The politics surrounding this issue were evident every time this issue was discussed.
Warren Lesane, chair of the PMA board, told the assembly that the PMA board favors a task force, and warned that “a commission could very well disable and cause the Matthew 25 effort to go off-board.”
Gregory Bentley, co-moderator of the 2020 General Assembly, spoke in favor of a task force rather than a commission, saying that with President and Executive Director of PMA Diane Moffett and Stated Clerk J. Herbert Nelson, who also leads OGA, “we have two dynamic effective, and innovative leaders” committed to working together. With that kind of leadership willing to work for unification, “a commission is wrongheaded and heavy-handed,” Bentley said.
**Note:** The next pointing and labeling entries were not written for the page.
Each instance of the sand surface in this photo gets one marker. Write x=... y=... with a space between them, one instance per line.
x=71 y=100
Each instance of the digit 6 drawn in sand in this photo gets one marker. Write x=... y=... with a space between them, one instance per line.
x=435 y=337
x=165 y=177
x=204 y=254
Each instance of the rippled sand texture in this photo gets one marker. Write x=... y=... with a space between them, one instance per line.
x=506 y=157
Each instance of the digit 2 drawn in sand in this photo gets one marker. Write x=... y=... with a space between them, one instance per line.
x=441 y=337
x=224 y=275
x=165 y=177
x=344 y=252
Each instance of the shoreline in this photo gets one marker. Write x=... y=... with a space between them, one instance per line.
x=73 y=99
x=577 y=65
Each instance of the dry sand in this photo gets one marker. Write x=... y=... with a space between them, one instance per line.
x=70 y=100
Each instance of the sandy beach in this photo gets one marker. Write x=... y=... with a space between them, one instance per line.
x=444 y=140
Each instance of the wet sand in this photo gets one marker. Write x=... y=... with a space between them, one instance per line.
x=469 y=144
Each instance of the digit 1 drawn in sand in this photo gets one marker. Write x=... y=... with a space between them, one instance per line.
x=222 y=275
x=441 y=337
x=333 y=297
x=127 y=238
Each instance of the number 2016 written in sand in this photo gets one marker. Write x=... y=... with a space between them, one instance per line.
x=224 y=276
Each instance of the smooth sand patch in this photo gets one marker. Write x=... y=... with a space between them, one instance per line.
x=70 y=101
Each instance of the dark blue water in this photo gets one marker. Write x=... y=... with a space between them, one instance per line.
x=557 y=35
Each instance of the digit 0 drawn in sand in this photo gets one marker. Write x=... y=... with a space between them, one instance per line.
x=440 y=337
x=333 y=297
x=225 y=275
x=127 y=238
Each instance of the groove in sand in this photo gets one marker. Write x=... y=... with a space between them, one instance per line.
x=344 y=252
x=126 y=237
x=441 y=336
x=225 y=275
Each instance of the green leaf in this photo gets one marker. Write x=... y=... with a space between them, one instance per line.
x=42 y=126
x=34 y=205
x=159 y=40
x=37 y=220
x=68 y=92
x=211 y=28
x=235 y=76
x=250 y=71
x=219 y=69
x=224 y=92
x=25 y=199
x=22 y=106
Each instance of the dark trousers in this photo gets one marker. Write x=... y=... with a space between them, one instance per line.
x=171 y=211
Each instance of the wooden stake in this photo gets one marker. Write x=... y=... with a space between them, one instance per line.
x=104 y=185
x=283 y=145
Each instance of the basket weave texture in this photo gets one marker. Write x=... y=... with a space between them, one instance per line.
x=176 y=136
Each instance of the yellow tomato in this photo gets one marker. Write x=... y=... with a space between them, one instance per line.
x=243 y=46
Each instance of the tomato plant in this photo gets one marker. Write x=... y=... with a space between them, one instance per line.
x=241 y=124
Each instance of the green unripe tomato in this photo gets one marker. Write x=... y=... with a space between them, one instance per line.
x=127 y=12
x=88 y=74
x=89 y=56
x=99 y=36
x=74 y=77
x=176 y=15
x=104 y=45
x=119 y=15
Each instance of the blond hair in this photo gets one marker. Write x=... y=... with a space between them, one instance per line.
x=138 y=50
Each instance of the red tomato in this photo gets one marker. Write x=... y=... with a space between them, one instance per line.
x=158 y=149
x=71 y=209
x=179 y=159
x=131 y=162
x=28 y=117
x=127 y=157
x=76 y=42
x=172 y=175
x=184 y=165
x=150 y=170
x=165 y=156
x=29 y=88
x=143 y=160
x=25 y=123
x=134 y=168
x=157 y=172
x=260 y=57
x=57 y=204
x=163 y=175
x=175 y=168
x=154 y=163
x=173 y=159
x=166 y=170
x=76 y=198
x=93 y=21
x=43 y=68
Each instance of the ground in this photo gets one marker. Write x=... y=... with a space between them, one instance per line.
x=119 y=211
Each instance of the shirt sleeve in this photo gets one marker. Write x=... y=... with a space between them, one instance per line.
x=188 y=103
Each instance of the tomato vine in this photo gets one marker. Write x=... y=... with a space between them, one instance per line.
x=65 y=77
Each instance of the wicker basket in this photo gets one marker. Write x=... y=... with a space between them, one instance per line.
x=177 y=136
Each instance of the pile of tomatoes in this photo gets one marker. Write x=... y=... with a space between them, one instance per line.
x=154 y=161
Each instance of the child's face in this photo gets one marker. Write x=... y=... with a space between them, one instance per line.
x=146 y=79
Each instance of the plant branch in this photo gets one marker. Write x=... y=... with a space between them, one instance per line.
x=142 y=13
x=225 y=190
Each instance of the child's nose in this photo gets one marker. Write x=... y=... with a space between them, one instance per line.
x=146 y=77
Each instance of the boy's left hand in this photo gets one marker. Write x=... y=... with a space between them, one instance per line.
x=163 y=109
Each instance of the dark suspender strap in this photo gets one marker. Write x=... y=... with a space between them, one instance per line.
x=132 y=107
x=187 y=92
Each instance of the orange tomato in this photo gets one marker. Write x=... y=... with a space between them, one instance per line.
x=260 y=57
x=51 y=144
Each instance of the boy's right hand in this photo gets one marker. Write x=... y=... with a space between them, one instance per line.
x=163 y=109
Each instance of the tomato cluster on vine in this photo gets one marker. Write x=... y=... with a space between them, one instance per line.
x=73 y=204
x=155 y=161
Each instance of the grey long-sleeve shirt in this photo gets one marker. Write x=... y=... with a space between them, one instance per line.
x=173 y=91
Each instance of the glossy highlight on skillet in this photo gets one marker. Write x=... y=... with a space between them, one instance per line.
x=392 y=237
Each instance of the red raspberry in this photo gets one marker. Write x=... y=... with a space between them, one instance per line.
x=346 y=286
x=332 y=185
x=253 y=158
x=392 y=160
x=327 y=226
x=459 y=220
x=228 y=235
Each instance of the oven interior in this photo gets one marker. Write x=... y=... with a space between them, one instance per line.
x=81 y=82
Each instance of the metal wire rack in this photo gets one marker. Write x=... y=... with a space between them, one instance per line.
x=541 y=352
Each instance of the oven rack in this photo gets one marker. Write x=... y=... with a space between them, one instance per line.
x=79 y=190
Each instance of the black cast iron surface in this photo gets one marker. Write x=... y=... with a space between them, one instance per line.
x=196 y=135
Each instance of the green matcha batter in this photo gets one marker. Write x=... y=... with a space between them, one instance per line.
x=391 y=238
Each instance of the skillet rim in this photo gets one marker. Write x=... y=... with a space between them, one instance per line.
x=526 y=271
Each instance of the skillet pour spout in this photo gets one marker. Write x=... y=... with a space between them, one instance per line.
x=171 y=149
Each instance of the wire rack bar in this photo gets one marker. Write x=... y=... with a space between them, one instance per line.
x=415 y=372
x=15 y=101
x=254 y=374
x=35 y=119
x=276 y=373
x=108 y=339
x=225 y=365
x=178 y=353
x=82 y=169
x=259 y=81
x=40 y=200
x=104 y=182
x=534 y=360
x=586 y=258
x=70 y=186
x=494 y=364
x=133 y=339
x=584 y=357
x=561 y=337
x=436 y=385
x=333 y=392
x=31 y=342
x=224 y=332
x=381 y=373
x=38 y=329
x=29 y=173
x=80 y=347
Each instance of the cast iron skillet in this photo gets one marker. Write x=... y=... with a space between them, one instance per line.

Bentley also told the assembly that he is joining the PMA board in August.

The Committee on the Office of the General Assembly (COGA) has been put in a difficult spot – caught by surprise when Nelson told the assembly’s Financial Resources Committee on July 1 that he supports a task force, not a commission – citing his close working relationship with Moffett and his trust in her. Nelson’s recommendation is contrary to COGA’s. Part of COGA’s concern: worry about how the funding crunch is impacting the work capacity and morale of the OGA staff.
“The Committee on the Office of the General Assembly urges commissioners to consider carefully the dynamics in this situation and in the apparent disagreement between the Committee on the Office of the General Assembly and the Mission Agency Board,” Stephanie Anthony, who is COGA’s moderator, told the assembly.
“It’s worth interrogating why one agency with more flexibility and fundraising, a larger budget, more human and financial resources, is resistant to the idea of a commission, and would rather do the work of unification without other input and voices beyond the two agencies. While the other agency, with a fixed and diminishing funding source, smaller budget, smaller staff, is asking for broader inclusion. The one not receiving an equitable share is the one asking for help.
“We specifically support a commission over a task force because we know that goodwill and strengthening relationships, no matter how strong or well-meaning, simply aren’t enough to effect change in a complex system with a history of conflict. We are grateful that the clerk and the president have pledged to work together. It will be a tremendous help. But all of us know … how extremely difficult it is, if not impossible it is, to change systems just by changing the people in the systems. Years of observation, studies and task forces have noted that this agency situation needs to be unified in order to provide equitable sharing of resources at the national level.”
Lydia Grace Gray, a minister from Whitewater Valley Presbytery, supported the idea of a commission. “These restructuring deliberations have been kicked down the road over and over again,” Gray said. “We need a commission with authority to make change, and not just a task force with more powerless recommendations.”
Following the assembly’s vote, Moffett said in a brief interview that “the Presbyterian Mission Agency is ready to work with the commission and the assembly and OGA and whoever else we need to work with, to make sure that the mission of the church goes forward. We welcome this creative time. We have all prayed about this. So this is the desire of the assembly, and we are going to make it sing.”
And Nelson said: “The commissioners have made their decision. We’ll work with them to make that happen, as best we can. It’s in the Lord’s hands. … I’m OK with that.”
*Information for this story was also gathered by Gregg Brekke.